Canadian competition law prohibits businesses putting two prices on one product and charging the higher of the two prices.
This concept of double ticketing was first introduced into Canadian law in 1975 to address stores listing two different prices for a single item; however, we are now seeing the concept being extended to today’s digital marketplace.
This trend commenced with the recent class action against Airbnb (2019 FC 1563) invoking section 54 of the Competition Act in the context of Airbnb showing a user one price for accommodation on the search results page, and a second, higher price that includes service fees on the listing page, then charging the customer for the higher price upon booking. This trend has continued with the B.C. Supreme Court recently certifying a class proceeding against an airline relating to its practice of charging passengers $25 to check their first bag (2021 BCSC 12).
Airline Class Action
The claim against the airline arises from inconsistent language in both its domestic and international tariffs with respect to whether or not passengers would be charged $25 to check their first piece of luggage. Both tariffs had provisions indicating that the first piece of checked luggage would be free of charge, and provisions indicating that there would be a fee on the first piece of luggage.
The plaintiff’s primary position was that because tariffs are published pursuant to government regulations, and form part of the contract with the passenger, they are continuously expressed to passengers. The airline’s position was that because passengers can buy an airline ticket without ever looking at the tariff, the free check bag price was not clearly expressed, as required by the Competition Act, and that the plaintiff failed to plead that the two prices were expressed at the time of supply.

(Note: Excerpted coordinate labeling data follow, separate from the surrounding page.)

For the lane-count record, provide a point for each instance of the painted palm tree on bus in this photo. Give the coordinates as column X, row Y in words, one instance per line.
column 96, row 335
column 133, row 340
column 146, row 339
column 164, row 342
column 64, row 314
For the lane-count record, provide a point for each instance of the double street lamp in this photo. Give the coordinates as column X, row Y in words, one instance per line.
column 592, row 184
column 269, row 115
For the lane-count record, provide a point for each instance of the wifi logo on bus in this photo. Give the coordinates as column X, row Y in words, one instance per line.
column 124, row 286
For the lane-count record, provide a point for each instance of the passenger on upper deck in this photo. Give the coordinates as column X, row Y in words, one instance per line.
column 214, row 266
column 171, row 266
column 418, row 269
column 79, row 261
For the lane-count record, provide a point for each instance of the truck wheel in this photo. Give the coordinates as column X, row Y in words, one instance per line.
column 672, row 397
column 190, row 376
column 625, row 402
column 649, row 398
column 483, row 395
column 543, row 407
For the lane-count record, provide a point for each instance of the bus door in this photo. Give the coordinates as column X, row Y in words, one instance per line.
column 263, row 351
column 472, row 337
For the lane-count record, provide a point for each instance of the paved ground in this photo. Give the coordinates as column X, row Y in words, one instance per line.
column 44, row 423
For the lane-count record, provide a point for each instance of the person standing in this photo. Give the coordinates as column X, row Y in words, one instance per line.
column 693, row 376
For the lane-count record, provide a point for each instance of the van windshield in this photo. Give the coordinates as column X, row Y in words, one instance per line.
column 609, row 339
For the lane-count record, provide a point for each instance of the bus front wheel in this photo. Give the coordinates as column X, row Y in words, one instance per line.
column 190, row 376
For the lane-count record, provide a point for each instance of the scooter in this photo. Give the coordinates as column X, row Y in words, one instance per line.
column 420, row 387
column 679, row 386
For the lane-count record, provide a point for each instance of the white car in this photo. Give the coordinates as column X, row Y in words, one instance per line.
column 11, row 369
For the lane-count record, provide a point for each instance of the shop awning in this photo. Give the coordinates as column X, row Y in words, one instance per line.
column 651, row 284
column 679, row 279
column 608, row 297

Initially, the Court found that the plaintiff had not pled that the two tickets were expressed at the time of travel, or even that they were expressed at the same time and permitted the plaintiff to amend its notice of civil claim to plead the temporal requirement. The defendants conceded that the plaintiff had adequately pled claims for breach of contract and unjust enrichment.
The Court subsequently certified the Competition Act claim (2021 BCSC 351), finding that the plaintiff’s proposed amendments addressed the issues it had previously raised with respect to timing. In doing so, the Court rejected the defendants’ opposition to the amendments on the basis that the submissions effectively amounted to a request for the court to reconsider determinations it had already made on the basis of new arguments that were not made at the certification hearing.
The Court removed from the class individuals who flew on flights where the airline was not the entity that received the baggage fees.
The airline argued that commonality could not be established because the terms of its contracts with passengers differ depending on the circumstances surrounding each class member at the time of purchase. The Court rejected this argument and accepted the claim as a common issue. However, the court ordered a common issues trial on the basis that the tariffs were ambiguous insofar as they contain terms that contradict one another with respect to baggage fees, and thus needed to be properly construed.
The airline argued that because the determination of whether there was a juristic reason for enrichment would require an analysis of each individual contract, there could be no common issues in unjust enrichment. The Court rejected this argument, stating that the answer to this question will not differ between class members. The contract will either provide a juristic reason or not.
The Court found that the large number of claims, each for a small amount, made a class proceeding the only practical means of providing meaningful access to justice to the large number of individuals who may have a claim.
The airline raised the issue of double recovery due to a similar class proceeding in Saskatchewan with respect to baggage fees charged by it and another airline. Because that proceeding has not been certified, the Court found that any concerns about double recovery are mere speculation.
The Court found that the proposed representative plaintiff was suitable as she was subject to a contract of carriage with the airline during the class period and paid baggage fees for her first checked bag.
The Court therefore certified the plaintiff’s claims in relation to breach of contract and unjust enrichment and granted leave to the plaintiff to amend its notice of civil claim to plead the temporal requirement.
There may be a growing trend of certifying cases applying double ticketing provisions to online sales, but it does not mean that these claims will succeed at trial. Indeed, in both the Airbnb case and the airline case, the courts expressed skepticism about the merits of the plaintiffs’ cases. Nonetheless, businesses putting two prices on a product or service to lure customers but then charging the higher price face potential class actions.